Rating: White Cortina
Word Count: 635
Warnings: Gratuitous use of second person narrative. Possible OOCness for Gene. Angst with added kisses and cuddles, 'cause that's how I roll.
Notes: Yes, it's been done before, by plenty of writers light years better than me. But this bunny has been threatening to eat me alive. Also, I may be a little obsessed with Gene-whumping. *g* Title from Snow Patrol's Set Down Your Glass
When you make it into work one morning only to find your coat, your desk, your cabinet, that secret stash in Lost and Found and even the emergency one in the canteen completely devoid of booze, you know there’s only one person who could be responsible. You resolve to wring his neck the first chance you get. In the meantime, your head and stomach could really do with some hair of the dog, so you plunder Ray’s desk instead. Aha, the little bugger hasn’t thought to raid there, you’re pleased to see.
Later, once you’ve had a really good go at wrenching Sam’s head from his shoulders and he’s just managed to talk you down in that typically, unspeakably frustrating way he has, you reach a stalemate. Somehow he backs you into the corner of admitting you may have had a bit too much to drink last night, since you can’t feasibly argue otherwise when you have little to no memory of the event. Then he suggests you might actually have a problem, and this is where you really have to draw the line. Before you know it you’ve spent another half an hour yelling at each other before finally announcing that you’ll prove him wrong. You don’t have a problem, and you press the rest of Ray’s stash into Sam’s waiting arms with measured defiance. Ray protests, of course, but once Sam has trotted off with his precious burden you promise to reimburse him and order the rest of the gawking team back to work.
It goes well, for a while. You might smoke a little more to make up for it, but that’s only fair, right? Sam actually seems proud of you, when he’s not being overtly sceptical and checking every bin nearby for the evidence of foul play. You’re not proud of yourself. You feel like shit. But it makes Sam happy, so you grin and bear it for a time.
Until, that is, Sam goes and gets himself shot. You don’t bother with the hospital. You head straight for the nearest pub. It’s not because you’re scared. It’s just that Tyler’s such a stupid useless prick and you’re doing this to spite him.
When he gets out, drugged up to the gills and shivering like a weathervane in the wind, he comes to find you. He takes one look at the state of you and limps off, his head hung low. You want to go to him, wrap him up warm and tell him you’re sorry. But you’re Gene Hunt and you don’t have a problem.
The separation only makes things worse. You’re drinking more now than before this whole thing started and it’s all Sam’s fault. For sticking his nose in where it’s not wanted. For trying to fix things that aren’t broken.

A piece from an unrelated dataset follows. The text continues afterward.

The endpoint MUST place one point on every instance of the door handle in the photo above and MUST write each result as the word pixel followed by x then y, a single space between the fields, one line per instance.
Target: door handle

He finds you again, a couple of weeks later, looking stronger and more determined. He has to come to you; you won’t go to him. He sits down with a glass for each of you and tells you not to listen to a word he says. You snort; tell him you figured that out on your own, thanks. You don’t touch the proffered drink. Sam doesn’t touch his either.
Neither of you say a word as he leans in to kiss you, once on the forehead and once at the corner of your mouth. You’re relieved he goes no further – you haven’t brushed your teeth for days. But you pull him in against you, arms tight around his waist, chin pressed into his shoulder. Everything still feels like shit, but at least now you’re breathing better. He rubs his hands across your back in endless nonsensical patterns, doesn’t try to pull away before you’re ready to.
And that’s when you make a decision: you’ll handle this together.